With the news coverage that mobile app development gets, you would think that desktop computers were on veritable life support. While the desktop’s eventual demise isn’t as hard to envision as it was only a few years ago, we tend to take for granted how much we do still use our desktops, given how much time we spend on our phones and tablets.

Printed publication sales have been freefalling even faster than desktops. Magazines and newspapers have been scrambling for years to try to find a way to make anywhere near as much money online as they used to in print.

One publication taking a truly novel approach to staying afloat is The Economist. The weekly magazine will soon launch a new app, not built for mobile devices (they, like most magazines, already have one), but for the believed-to-be hospice-ridden desktop.

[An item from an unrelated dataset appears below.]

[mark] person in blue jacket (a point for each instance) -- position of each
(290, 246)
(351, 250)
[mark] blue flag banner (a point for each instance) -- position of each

What are people like Tom Standage, digital editor at the magazine, hoping will drive readers to download the new Google Chrome app? Standage tells BtoBonline.com that the desktop-based app will uniquely provide "…an iPad-like experience where you read the print edition content in a full-screen environment but on a desktop or laptop…."

The developers behind the digital version of The Economist could really be onto something. We’re not always on our phones or laptops; most of us still spend a great deal of time sitting at our desks on desktop computers.

While we may long for our lunch break or closing time so we can fire up our phones and tablets again, The Economist is making that time away not quite so painful by giving your desktop a facelift to look as similar to your mobile devices as possible.

Facebook’s developers are making similar changes and recently let users know that soon “the newsfeed will have the same look and feel (wherever) it's accessed, whether across the desktop, smartphone or tablet.”

It’s actions like these that are prolonging not just the existence of desktop development, but also its value, appeal, and necessity. VentureBeat points out:

A recent Kendo UI Global Developer Survey found that 60% of software development done with HTML5 is targeting desktops. Mobile devices may be on the rise, but desktops remain vitally important to information workers and those users need software.

Mobile devices may have at one time had to prove they could do everything a desktop could do; now it’s the desktop’s turn to do its best to resemble its younger siblings.